Her motivation, she says, is children, particularly those afflicted with brain cancer. Because of her tumor, Telford can't physically have children. She isn't allowed to adopt, given her seizure frequency (she also can't drive). Instead, she has befriended many children with brain cancer. Her self-described "bestest friend in the world" is 6-year-old Anya Zvorsky, a first-grader from Shiremanstown, Pa. The two met last spring after BethAnn's father read about Anya and her battle with brain cancer in the local paper. Anya often attends Telford's races; Telford has begun a "Team Anya" in the Philadelphia area in her young friend's honor. After one of their initial meetings, Anya introduced a new tradition: whenever the two part ways, they press their foreheads together for several seconds, connecting the location of their tumors.
Thanks to the Team Inspiration organization, which works to "empower individuals living with cancer," Anya and her mother, Karen, will be flown to Hawaii to cheer on Telford during the race. "When I first met her, I thought she was kind, strong and caring," Anya says of Telford. "I am so glad to be her friend."
As she speaks, Anya fiddles with her four plastic bracelets and turns over her left wrist to reveal a fake tattoo, an exact match of Telford's. It reads: "Hope."
"I think with a cancer like this, and I hate when people say this, but I think it was just part of her plan," says friend Vanessa Spiller, who met Telford through a local gym six years ago. Spiller was later diagnosed with breast cancer, and Telford encouraged Spiller throughout her chemotherapy treatments and helped her set a goal for a post-treatment race. This past year, they both ran the Boston Marathon, jogging together for much of the course.
"She's inspired so many people to believe they can do something when they don't think they can. I don't think she'll ever stop until her body just can't go," said Spiller.
"Before cancer, you had a goal: you get up, your body will do it," Spiller added. "But to beat cancer, you just live. People say, 'Shouldn't BethAnn rest? Should she run a marathon?' And it's like, 'What's the alternative?' BethAnn wants everyone affected with any sort of cancer to know that you're going to be OK. None of us know how much time we have. She makes you feel alive."
'It isn't about me, it's about them'
A few weeks before Kona, Telford's closest friends gathered at her home. During lunch, Telford thanked each of them individually for their support, talking about the impact they had on her life and the brain cancer community. Several people in the room alternated between crying and laughing at her stories and jokes.

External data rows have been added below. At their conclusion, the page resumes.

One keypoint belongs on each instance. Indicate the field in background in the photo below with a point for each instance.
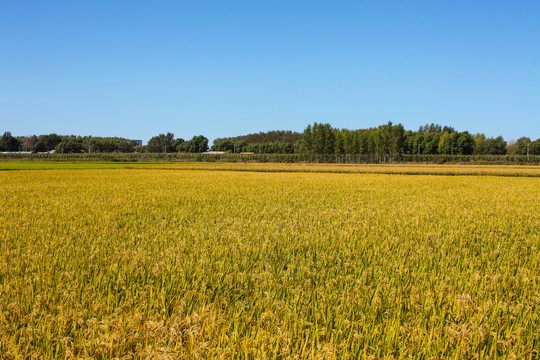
(411, 169)
(276, 261)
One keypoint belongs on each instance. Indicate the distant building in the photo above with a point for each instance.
(139, 142)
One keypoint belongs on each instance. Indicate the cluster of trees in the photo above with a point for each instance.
(323, 139)
(166, 143)
(393, 139)
(271, 142)
(66, 144)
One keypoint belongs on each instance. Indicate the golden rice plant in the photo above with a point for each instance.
(151, 264)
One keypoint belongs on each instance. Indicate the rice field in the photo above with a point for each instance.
(257, 262)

After encouraging everyone to stay as long as they'd like, Telford paused. "I don't know if I'll be here next year," she said, wiping tears from her eyes. "So I thank you for making this dream come true now."
Telford has never been to Hawaii and looks forward to many aspects of the weekend. But she is most excited for the finish line.

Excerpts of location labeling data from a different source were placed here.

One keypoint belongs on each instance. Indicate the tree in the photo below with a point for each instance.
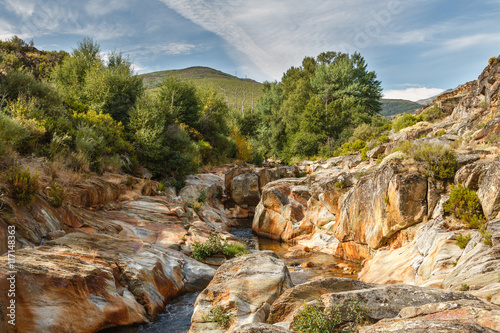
(340, 76)
(181, 101)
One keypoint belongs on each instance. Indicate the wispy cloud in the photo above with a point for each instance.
(102, 8)
(174, 48)
(21, 8)
(210, 18)
(465, 42)
(412, 94)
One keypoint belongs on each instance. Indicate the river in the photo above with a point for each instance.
(177, 315)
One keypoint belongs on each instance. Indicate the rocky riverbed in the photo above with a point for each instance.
(118, 251)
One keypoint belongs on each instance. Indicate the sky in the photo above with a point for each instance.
(418, 48)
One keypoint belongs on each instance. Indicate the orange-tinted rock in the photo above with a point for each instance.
(244, 287)
(380, 205)
(85, 283)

Three hundred yards from the finish, a friend will hand Telford a white flag to wave as she jogs the final distance. Written on the flag are the names of hundreds of children fighting brain cancer. Some have already passed away; others are still battling.
"There's so many people that I wish were still here, so to be able to take them with me to Kona, even if it's just hand-written on a flag," Telford says. "I'll prove to everyone that this wasn't about me, it was about all those people on that flag."
And a flag-bearer who inspires them to never give up.